= Yorke Peninsula Country Times =

Weekly newspaper in South Australia

Yorke Peninsula Country Times is a weekly South Australian newspaper, which was first published on 4 September 1968. It was formed by the merging of Kadina, Wallaroo and Moonta Times and South Australian Farmer, representing numerous former publications dating back to 1865.

==History==
Yorke Peninsula Country Times was created following a merger between Kadina, Wallaroo and Moonta Times and South Australian Farmer in August 1968. As a result, the newspaper's website traces its origins through 13 previous publications back to February 1865.
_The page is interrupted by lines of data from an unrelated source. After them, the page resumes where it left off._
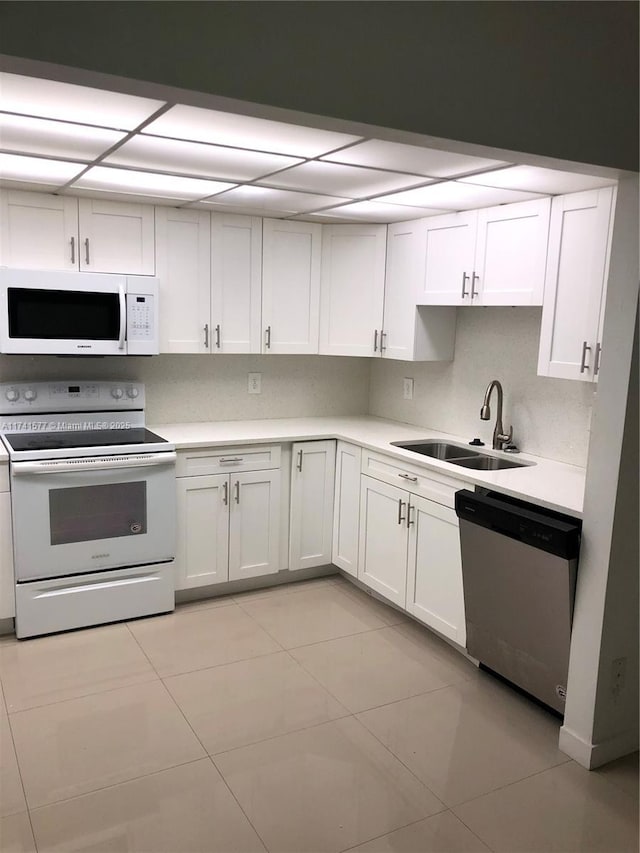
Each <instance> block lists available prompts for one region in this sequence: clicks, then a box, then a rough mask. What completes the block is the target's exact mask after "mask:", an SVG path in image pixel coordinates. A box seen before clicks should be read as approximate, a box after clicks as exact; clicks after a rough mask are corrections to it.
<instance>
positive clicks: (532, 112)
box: [0, 0, 638, 169]
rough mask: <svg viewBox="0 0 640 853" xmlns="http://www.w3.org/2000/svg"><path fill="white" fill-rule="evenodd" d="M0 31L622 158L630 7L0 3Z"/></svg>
mask: <svg viewBox="0 0 640 853" xmlns="http://www.w3.org/2000/svg"><path fill="white" fill-rule="evenodd" d="M36 22H37V23H36ZM0 32H1V33H2V37H1V39H0V50H1V51H2V53H4V54H7V55H10V56H20V57H28V58H31V59H37V60H43V61H48V62H53V63H59V64H62V65H70V66H74V67H77V68H84V69H89V70H92V71H102V72H105V73H108V74H116V75H122V76H124V77H131V78H134V79H138V80H147V81H152V82H156V83H163V84H166V85H173V86H179V87H184V88H186V89H194V90H198V91H202V92H207V93H212V94H216V95H222V96H227V97H230V98H238V99H244V100H248V101H255V102H257V103H261V104H267V105H270V106H275V107H285V108H289V109H294V110H302V111H306V112H309V113H316V114H319V115H324V116H331V117H335V118H341V119H347V120H352V121H361V122H367V123H370V124H374V125H380V126H382V127H389V128H396V129H399V130H405V131H415V132H417V133H422V134H428V135H432V136H440V137H445V138H449V139H455V140H460V141H463V142H472V143H479V144H483V145H490V146H497V147H499V148H509V149H513V150H515V151H520V152H529V153H536V154H543V155H549V156H552V157H560V158H564V159H569V160H575V161H578V162H583V163H595V164H600V165H608V166H613V167H619V168H624V169H636V168H637V154H638V145H637V140H638V74H637V69H638V5H637V4H636V3H632V2H582V0H575V2H531V3H522V2H464V3H462V2H402V0H396V2H303V0H296V2H195V3H194V2H108V3H106V2H82V3H77V2H30V3H24V2H3V3H0Z"/></svg>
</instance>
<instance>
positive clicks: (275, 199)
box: [204, 186, 349, 216]
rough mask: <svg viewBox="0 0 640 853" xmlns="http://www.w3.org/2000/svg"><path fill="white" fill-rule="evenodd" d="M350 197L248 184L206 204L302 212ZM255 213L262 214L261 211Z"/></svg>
mask: <svg viewBox="0 0 640 853" xmlns="http://www.w3.org/2000/svg"><path fill="white" fill-rule="evenodd" d="M346 201H349V199H348V198H340V197H335V196H326V195H313V194H311V193H297V192H291V191H289V190H274V189H271V188H270V187H259V186H247V187H236V189H233V190H229V192H226V193H225V194H224V195H223V196H217V197H216V198H215V199H211V201H210V202H204V204H207V205H208V204H224V205H226V206H231V207H234V208H235V212H236V213H240V212H244V208H245V207H250V208H251V209H252V210H254V211H260V210H264V211H267V210H268V211H269V212H270V213H271V212H273V211H280V212H281V213H302V212H303V211H307V210H318V209H319V208H321V207H328V206H330V205H336V204H343V203H344V202H346ZM254 215H258V216H260V215H262V214H260V213H258V214H254Z"/></svg>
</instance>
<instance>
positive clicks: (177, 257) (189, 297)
mask: <svg viewBox="0 0 640 853" xmlns="http://www.w3.org/2000/svg"><path fill="white" fill-rule="evenodd" d="M209 229H210V224H209V214H208V213H207V212H206V211H203V210H176V209H175V208H171V207H158V208H157V210H156V246H157V253H156V271H157V275H158V281H159V284H160V352H192V353H193V352H208V347H207V346H206V344H207V342H208V341H209V342H210V336H209V330H208V328H207V326H208V325H209V324H210V323H211V284H210V282H211V275H210V272H211V271H210V232H209Z"/></svg>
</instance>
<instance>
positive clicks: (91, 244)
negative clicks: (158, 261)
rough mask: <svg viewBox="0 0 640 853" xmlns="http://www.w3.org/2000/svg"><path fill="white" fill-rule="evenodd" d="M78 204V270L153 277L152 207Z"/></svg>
mask: <svg viewBox="0 0 640 853" xmlns="http://www.w3.org/2000/svg"><path fill="white" fill-rule="evenodd" d="M78 204H79V217H80V253H79V254H80V269H81V270H85V271H87V272H113V273H126V274H128V275H154V274H155V245H154V209H153V205H151V204H123V203H121V202H118V201H103V200H102V199H96V198H81V199H79V200H78Z"/></svg>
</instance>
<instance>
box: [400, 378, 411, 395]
mask: <svg viewBox="0 0 640 853" xmlns="http://www.w3.org/2000/svg"><path fill="white" fill-rule="evenodd" d="M402 396H403V397H404V399H405V400H413V379H408V378H405V379H403V380H402Z"/></svg>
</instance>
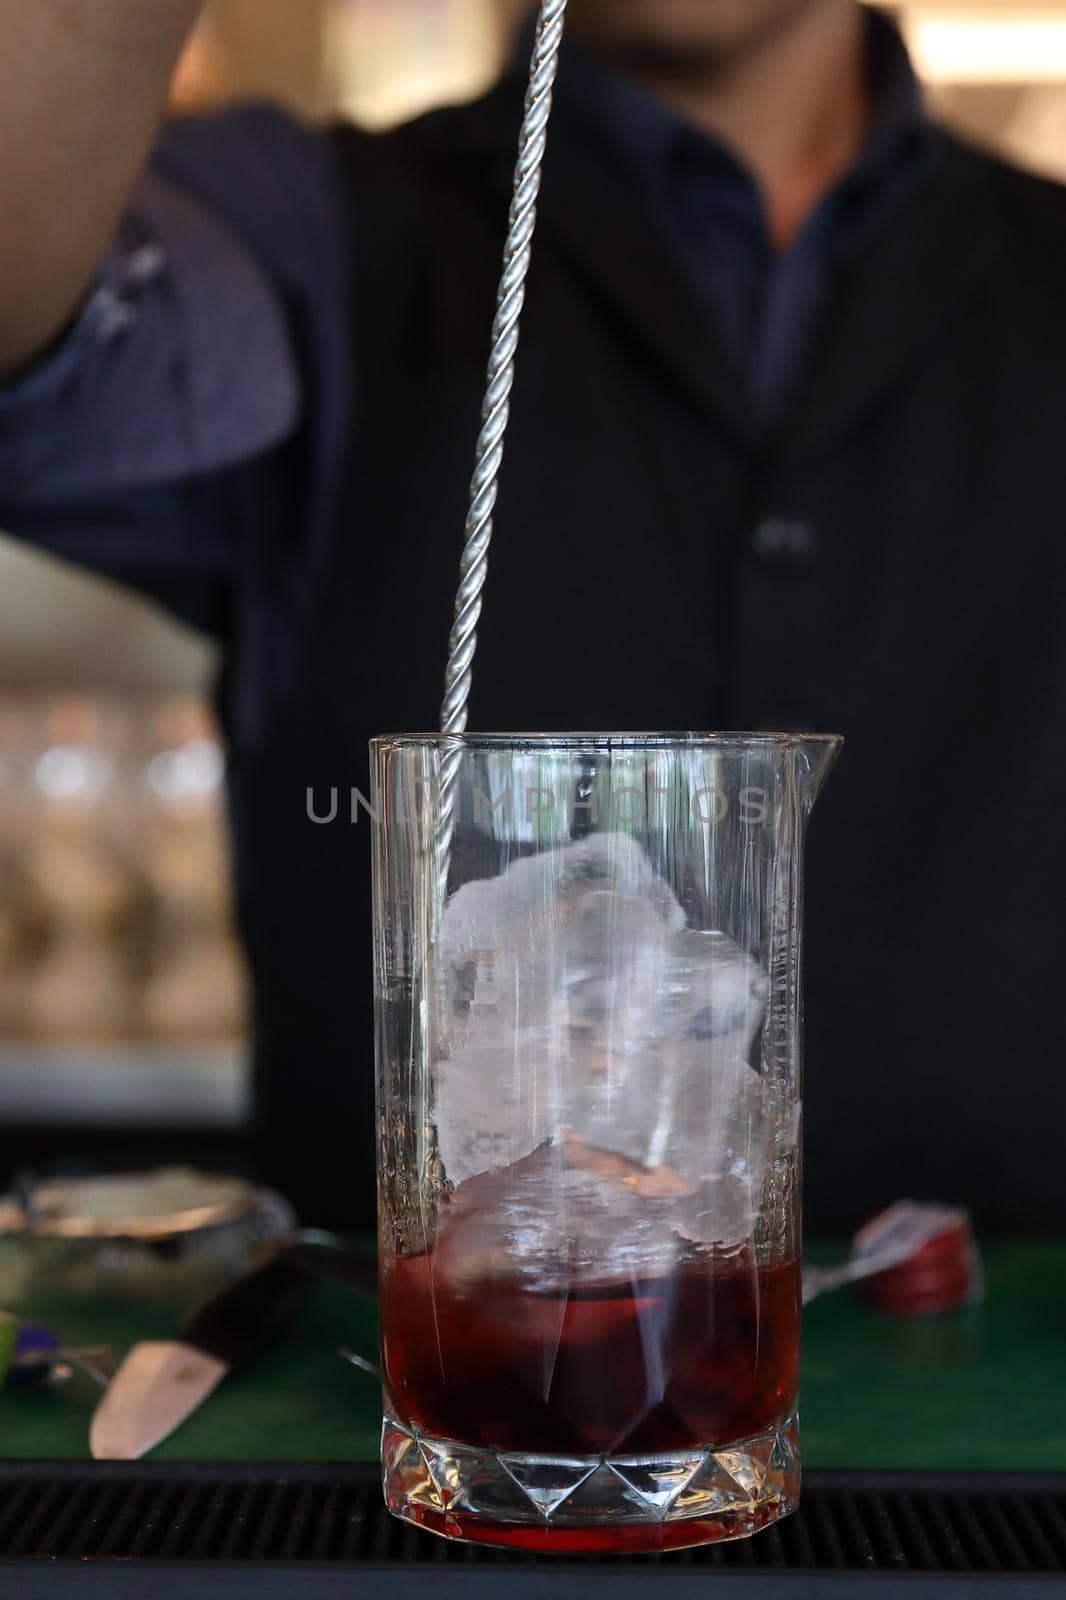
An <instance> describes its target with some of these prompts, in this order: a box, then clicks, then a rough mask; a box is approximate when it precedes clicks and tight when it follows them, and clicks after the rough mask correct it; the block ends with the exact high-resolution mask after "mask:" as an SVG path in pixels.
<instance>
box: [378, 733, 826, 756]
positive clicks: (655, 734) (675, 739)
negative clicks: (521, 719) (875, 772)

===Kadina, Wallaroo and Moonta Times===
This publication evolved through a number of changes, namely:

- Wallaroo Times and Mining Journal (1 February 1865 - 31 December 1881)
- Wallaroo Times (4 January 1882 - 28 July 1888)
- Kadina and Wallaroo Times (1 August 1888 - March 1966)
  - In 1966, the newspaper merged with Moonta People's Weekly (29 September 1961 - 31 March 1966), which itself was a renamed version of an older publication, The People's Weekly (17 May 1890 - 22 September 1961).
- Kadina, Wallaroo and Moonta Times (7 April 1966 - 29 August 1968)
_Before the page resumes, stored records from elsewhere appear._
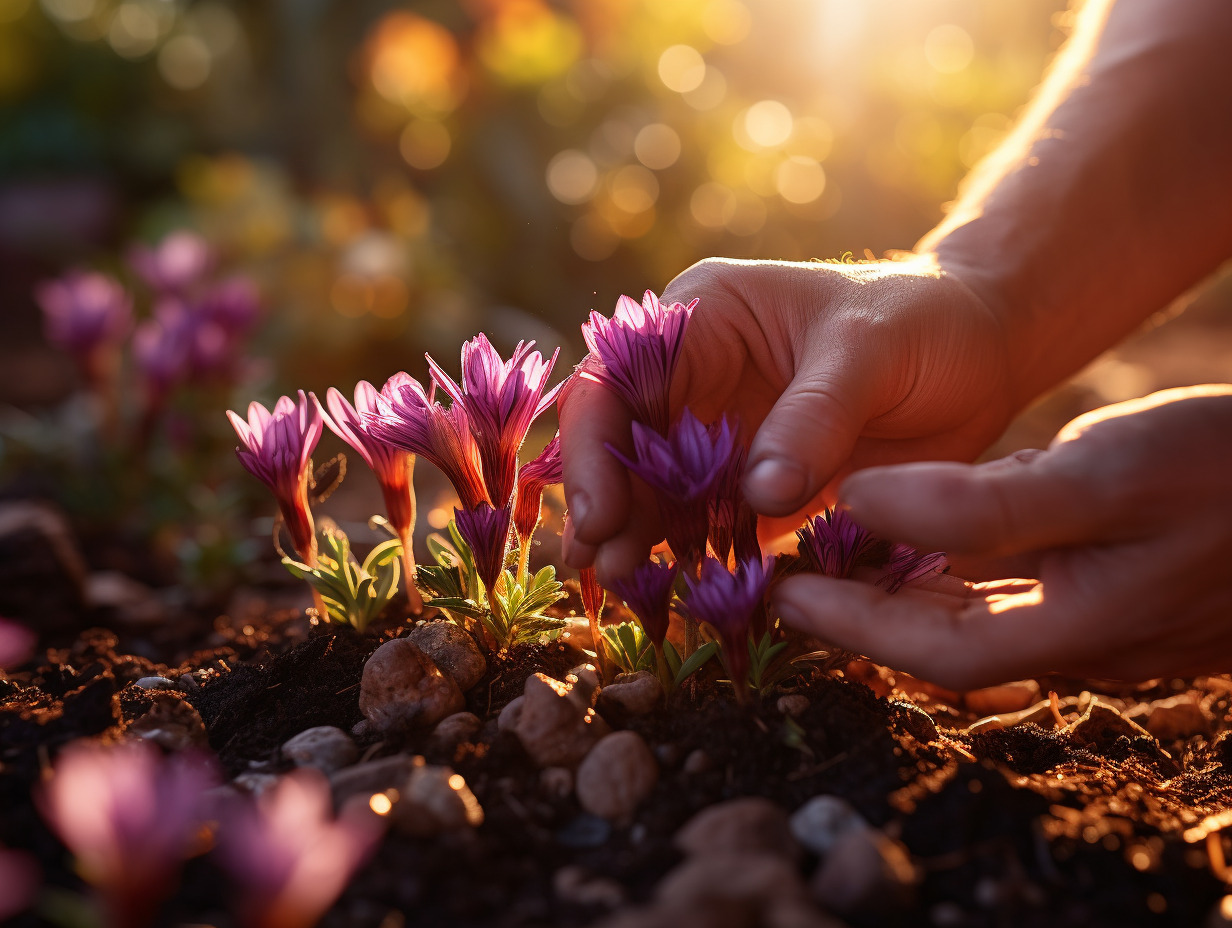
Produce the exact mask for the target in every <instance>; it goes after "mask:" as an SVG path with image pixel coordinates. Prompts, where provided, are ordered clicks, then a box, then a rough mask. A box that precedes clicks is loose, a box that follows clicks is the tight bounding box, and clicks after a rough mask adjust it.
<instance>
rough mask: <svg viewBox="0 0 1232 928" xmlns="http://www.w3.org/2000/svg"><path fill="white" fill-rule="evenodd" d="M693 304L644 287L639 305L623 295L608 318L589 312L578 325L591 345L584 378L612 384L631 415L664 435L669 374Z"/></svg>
mask: <svg viewBox="0 0 1232 928" xmlns="http://www.w3.org/2000/svg"><path fill="white" fill-rule="evenodd" d="M696 306H697V301H696V299H694V301H692V302H690V303H689V304H687V306H685V304H684V303H671V304H664V303H662V302H659V298H658V297H657V296H654V293H652V292H650V291H649V290H648V291H646V296H644V297H643V298H642V304H641V306H638V303H637V301H634V299H633V298H632V297H626V296H622V297H621V298H620V299H618V301H616V312H614V313H612V318H611V319H609V318H606V317H604V315H601V314H599V313H596V312H591V313H590V322H588V323H584V324H583V327H582V336H583V338H584V339H585V340H586V348H588V349H590V362H589V364H584V366H583V367H582V376H583V377H585V378H586V380H591V381H594V382H596V383H602V385H604V386H606V387H610V388H611V389H612V391H615V392H616V393H617V394H618V396H620V397H621V398H622V399H623V401H625V402H626V403H627V404H628V407H630V409H631V410H632V412H633V418H634V419H637V420H638V421H641V423H644V424H646V425H649V426H650V428H652V429H654V430H655V431H657V433H659V434H660V435H665V434H667V433H668V423H669V421H670V414H669V407H668V399H669V397H668V394H669V391H670V388H671V375H673V373H674V372H675V370H676V362H678V361H679V360H680V350H681V346H683V345H684V336H685V328H686V327H687V324H689V318H690V317H691V315H692V311H694V307H696ZM595 361H598V362H599V364H595Z"/></svg>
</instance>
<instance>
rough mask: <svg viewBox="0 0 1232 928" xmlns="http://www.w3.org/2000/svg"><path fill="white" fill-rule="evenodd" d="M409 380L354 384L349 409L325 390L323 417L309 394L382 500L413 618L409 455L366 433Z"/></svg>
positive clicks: (412, 534) (412, 567)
===South Australian Farmer===
This publication evolved through a number of changes, namely:

- Yorke's Peninsula Advertiser and Miners' News (4 October 1872 - 29 December 1874)
- Yorke's Peninsula Advertiser and Miners' and Farmers' Journal (1 January 1875 - 9 July 1878)
- Yorke's Peninsula Advertiser (12 July 1878 - 28 July 1922)
- Yorke Peninsula Farmer (29 June 1923 - 20 January 1933)
- Farmer (27 January 1933 - 19 December 1947)
- South Australian Farmer (9 January 1948 - 28 August 1968)

In June 1970, the combined newspaper then absorbed the short-lived Yorke Peninsula News Pictorial (1969–1970), which was formed following the merger of The Pioneer (1898–1969) and Maitland Watch (1911–1969).

It is headquartered in Goyder Street, Kadina and its weekly editions (published Tuesdays) are distributed across "the entire peninsula" from Port Broughton in the north to Stenhouse Bay in the south.